Calculation of virus accumulation in each library

We calculated virus accumulation in each library based on read number and copy number. Copy number was calculated by total read number divided by each viral genome size (Fig. 4). In all libraries, BaYMV was the dominant virus based on read number and copy number. Size of BaYMV RNA1 is greater than that of BaYMV RNA2. Therefore, the read number of BaYMV RNA1 is higher than that of BaYMV RNA2. However, based on copy number, the proportions of BaYMV RNA1 and RNA2 were very similar in libraries A and C. Furthermore, the proportion of BaMMV RNA1 and RNA2 was very similar in library A.

Figure 4
figure 4

The proportion of identified viruses based on the number of virus-associated reads and copy number. Proportion of identified viruses for library A (a) library B (b) library C (c) library D (d) library E (e) and library F (f) were calculated based on number of reads and copy numbers.

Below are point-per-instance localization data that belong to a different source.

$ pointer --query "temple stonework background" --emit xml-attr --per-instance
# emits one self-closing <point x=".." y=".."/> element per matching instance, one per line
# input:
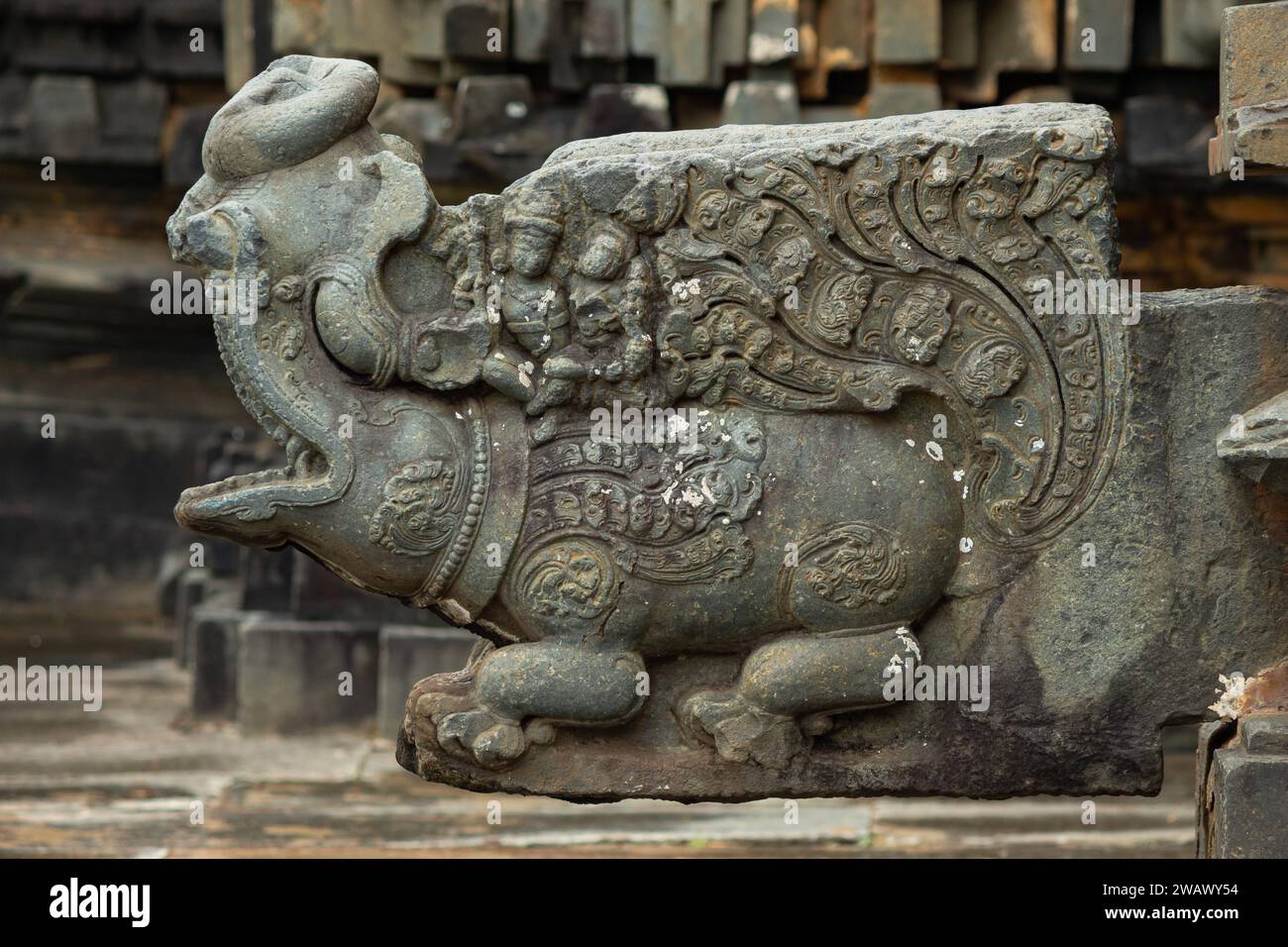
<point x="119" y="94"/>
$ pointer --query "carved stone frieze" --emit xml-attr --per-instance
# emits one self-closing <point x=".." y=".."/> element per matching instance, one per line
<point x="866" y="429"/>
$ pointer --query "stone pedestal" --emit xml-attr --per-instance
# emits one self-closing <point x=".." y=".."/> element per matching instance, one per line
<point x="290" y="674"/>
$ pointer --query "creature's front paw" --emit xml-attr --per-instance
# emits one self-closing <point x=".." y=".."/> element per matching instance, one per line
<point x="445" y="710"/>
<point x="490" y="740"/>
<point x="739" y="731"/>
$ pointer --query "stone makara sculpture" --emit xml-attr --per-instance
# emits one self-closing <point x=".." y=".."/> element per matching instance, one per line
<point x="696" y="431"/>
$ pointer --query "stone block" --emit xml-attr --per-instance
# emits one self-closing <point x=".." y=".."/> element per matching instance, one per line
<point x="1244" y="789"/>
<point x="1192" y="33"/>
<point x="1253" y="120"/>
<point x="604" y="26"/>
<point x="490" y="105"/>
<point x="773" y="22"/>
<point x="183" y="155"/>
<point x="288" y="674"/>
<point x="759" y="102"/>
<point x="1164" y="133"/>
<point x="903" y="98"/>
<point x="168" y="47"/>
<point x="411" y="652"/>
<point x="960" y="30"/>
<point x="907" y="31"/>
<point x="266" y="579"/>
<point x="1108" y="47"/>
<point x="1019" y="37"/>
<point x="472" y="29"/>
<point x="612" y="108"/>
<point x="214" y="661"/>
<point x="842" y="35"/>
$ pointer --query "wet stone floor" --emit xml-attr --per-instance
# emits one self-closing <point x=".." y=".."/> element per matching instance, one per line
<point x="140" y="779"/>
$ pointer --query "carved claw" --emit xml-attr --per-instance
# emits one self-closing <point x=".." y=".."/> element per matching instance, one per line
<point x="739" y="731"/>
<point x="490" y="740"/>
<point x="445" y="710"/>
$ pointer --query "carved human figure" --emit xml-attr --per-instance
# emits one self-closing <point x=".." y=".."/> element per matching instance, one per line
<point x="609" y="344"/>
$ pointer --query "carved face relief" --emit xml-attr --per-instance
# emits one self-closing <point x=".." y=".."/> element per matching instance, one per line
<point x="606" y="250"/>
<point x="531" y="250"/>
<point x="919" y="324"/>
<point x="988" y="369"/>
<point x="568" y="579"/>
<point x="415" y="517"/>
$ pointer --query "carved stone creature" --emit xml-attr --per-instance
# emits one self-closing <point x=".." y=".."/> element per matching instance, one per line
<point x="815" y="300"/>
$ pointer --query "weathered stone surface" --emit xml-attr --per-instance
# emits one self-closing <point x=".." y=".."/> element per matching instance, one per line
<point x="903" y="98"/>
<point x="1241" y="789"/>
<point x="1253" y="121"/>
<point x="896" y="453"/>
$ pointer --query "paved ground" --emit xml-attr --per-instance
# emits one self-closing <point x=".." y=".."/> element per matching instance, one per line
<point x="140" y="779"/>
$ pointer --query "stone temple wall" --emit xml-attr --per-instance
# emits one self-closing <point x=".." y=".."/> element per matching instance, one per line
<point x="119" y="93"/>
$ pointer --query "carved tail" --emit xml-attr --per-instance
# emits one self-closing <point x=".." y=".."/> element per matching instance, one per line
<point x="836" y="266"/>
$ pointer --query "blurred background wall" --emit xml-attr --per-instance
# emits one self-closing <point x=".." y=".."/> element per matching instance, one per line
<point x="119" y="93"/>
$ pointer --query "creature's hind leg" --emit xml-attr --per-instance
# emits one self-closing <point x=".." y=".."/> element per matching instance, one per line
<point x="789" y="689"/>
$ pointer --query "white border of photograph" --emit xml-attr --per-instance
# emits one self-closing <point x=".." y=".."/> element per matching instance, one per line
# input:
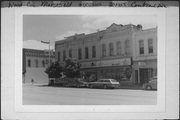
<point x="160" y="107"/>
<point x="167" y="95"/>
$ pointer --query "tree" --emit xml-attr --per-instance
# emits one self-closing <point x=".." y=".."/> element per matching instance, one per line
<point x="71" y="68"/>
<point x="54" y="71"/>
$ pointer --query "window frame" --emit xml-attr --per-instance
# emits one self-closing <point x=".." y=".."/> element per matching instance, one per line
<point x="141" y="47"/>
<point x="93" y="51"/>
<point x="111" y="49"/>
<point x="150" y="46"/>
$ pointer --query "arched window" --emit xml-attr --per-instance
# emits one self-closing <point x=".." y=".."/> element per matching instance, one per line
<point x="29" y="63"/>
<point x="141" y="47"/>
<point x="118" y="47"/>
<point x="36" y="63"/>
<point x="111" y="49"/>
<point x="103" y="50"/>
<point x="127" y="50"/>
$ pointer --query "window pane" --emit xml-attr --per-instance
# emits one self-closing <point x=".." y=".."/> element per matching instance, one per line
<point x="111" y="49"/>
<point x="70" y="53"/>
<point x="93" y="51"/>
<point x="118" y="47"/>
<point x="141" y="47"/>
<point x="86" y="53"/>
<point x="64" y="55"/>
<point x="103" y="50"/>
<point x="58" y="56"/>
<point x="150" y="45"/>
<point x="79" y="53"/>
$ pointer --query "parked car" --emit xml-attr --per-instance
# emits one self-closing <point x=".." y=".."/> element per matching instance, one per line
<point x="152" y="84"/>
<point x="71" y="82"/>
<point x="104" y="83"/>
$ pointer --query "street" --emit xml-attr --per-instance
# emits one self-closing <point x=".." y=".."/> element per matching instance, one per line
<point x="48" y="95"/>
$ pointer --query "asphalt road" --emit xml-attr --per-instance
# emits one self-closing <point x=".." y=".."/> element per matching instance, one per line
<point x="46" y="95"/>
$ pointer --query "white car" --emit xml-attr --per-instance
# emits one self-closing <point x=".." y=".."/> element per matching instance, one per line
<point x="104" y="83"/>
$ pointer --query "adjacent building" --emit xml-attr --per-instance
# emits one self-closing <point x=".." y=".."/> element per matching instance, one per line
<point x="35" y="63"/>
<point x="116" y="52"/>
<point x="37" y="58"/>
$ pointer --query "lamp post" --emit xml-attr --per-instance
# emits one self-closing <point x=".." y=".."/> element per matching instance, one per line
<point x="49" y="54"/>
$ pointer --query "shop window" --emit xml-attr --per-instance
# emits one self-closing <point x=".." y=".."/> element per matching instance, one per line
<point x="59" y="56"/>
<point x="93" y="51"/>
<point x="36" y="63"/>
<point x="79" y="53"/>
<point x="29" y="63"/>
<point x="86" y="53"/>
<point x="103" y="50"/>
<point x="141" y="47"/>
<point x="150" y="45"/>
<point x="111" y="49"/>
<point x="70" y="53"/>
<point x="64" y="55"/>
<point x="118" y="47"/>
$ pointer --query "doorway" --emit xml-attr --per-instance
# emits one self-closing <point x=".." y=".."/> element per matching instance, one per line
<point x="145" y="75"/>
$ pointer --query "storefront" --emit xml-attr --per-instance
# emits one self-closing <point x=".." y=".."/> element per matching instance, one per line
<point x="119" y="69"/>
<point x="143" y="71"/>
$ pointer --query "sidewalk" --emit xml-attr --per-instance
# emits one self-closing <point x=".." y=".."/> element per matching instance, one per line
<point x="136" y="87"/>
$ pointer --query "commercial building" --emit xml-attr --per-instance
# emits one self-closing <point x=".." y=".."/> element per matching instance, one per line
<point x="108" y="53"/>
<point x="145" y="55"/>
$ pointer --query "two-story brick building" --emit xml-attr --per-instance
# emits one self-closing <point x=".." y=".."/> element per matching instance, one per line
<point x="104" y="54"/>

De novo genome assembly and calculation of mutation rates

Using virus-associated contigs, we obtained six nearly complete genomes of BaYMV from six libraries (Fig. 5) and two BaMMV from libraries A and B (Fig. 6). Both viruses are composed of two RNA segments. The sizes of assembled BaYMV RNA1 ranged from 7,630 nucleotides (nt) (library F) to 7,644 nt (library C), while the size of assembled BaYMV RNA2 ranged from 3,537 nt (library B) to 3,584 nt (libraries D and E) (Fig. 5a–f). In order to analyze the SNP of each identified virus within each library, we mapped raw sequence reads on the assembled RNA genome. As shown in Fig. 5a–f, the number of reads mapped on each virus genome was sufficient to cover the nearly complete viral genome. We identified SNPs of BaYMV in each library (Fig. 5g). The numbers of identified SNPs were diverse among six libraries, for example ranging from three (library D) to 341 (library A) for BaYMV composed of two RNA segments. In case of BaYMV in libraries A and E, the number of identified SNPs for RNA1 was much higher than that for RNA2. However, the difference in identified SNP number between RNA1 and RNA2 was not significant for BaYMV in libraries C and F. Mutation rates of BaYMV ranged from 0.01 to 3.8 (Fig. 5h).

Figure 5
figure 5

Identification of single nucleotide polymorphisms (SNPs) for BaYMV in six libraries. The genome organization, alignment of sequenced reads on BaYMV genome, and identified SNPs for BaYMV isolates Yeonggwang (a) Gusan (b) Goseong (c) Jeonju (d) Gangin (e) and Daegu (f). Blue bars indicate the position of identified SNPs on the BaYMV genome. The size of assembled BaYMV genome with respective accession number for individual BaYMV isolates was indicated. The number of identified SNPs (g) and the mutation rate (h) for each BaYMV isolate. RNA1 and RNA2 are indicated by red and green colors, respectively. The number of total SNPs was divided by the size of given virus genome for calculation of mutation rate.

Figure 6
figure 6

Identification of single nucleotide polymorphisms (SNPs) for BaMMV in A and B libraries. The genome organization, alignment of sequenced reads on BaMMV genome, and identified SNPs for BaMMV isolates Yeonggwang (a) and Gusan (b). Blue bars indicate the position of identified SNPs on the BaMMV genome. The size of assembled BaYMV genome with respective accession numbers for individual BaYMV isolates was indicated. The number of identified SNPs (g) and the mutation rate (h) for BaYMV isolate Yeonggwang. The BaMMV isolate Gunsan did not contain any SNP. RNA1 and RNA2 were indicated by red and green colors, respectively.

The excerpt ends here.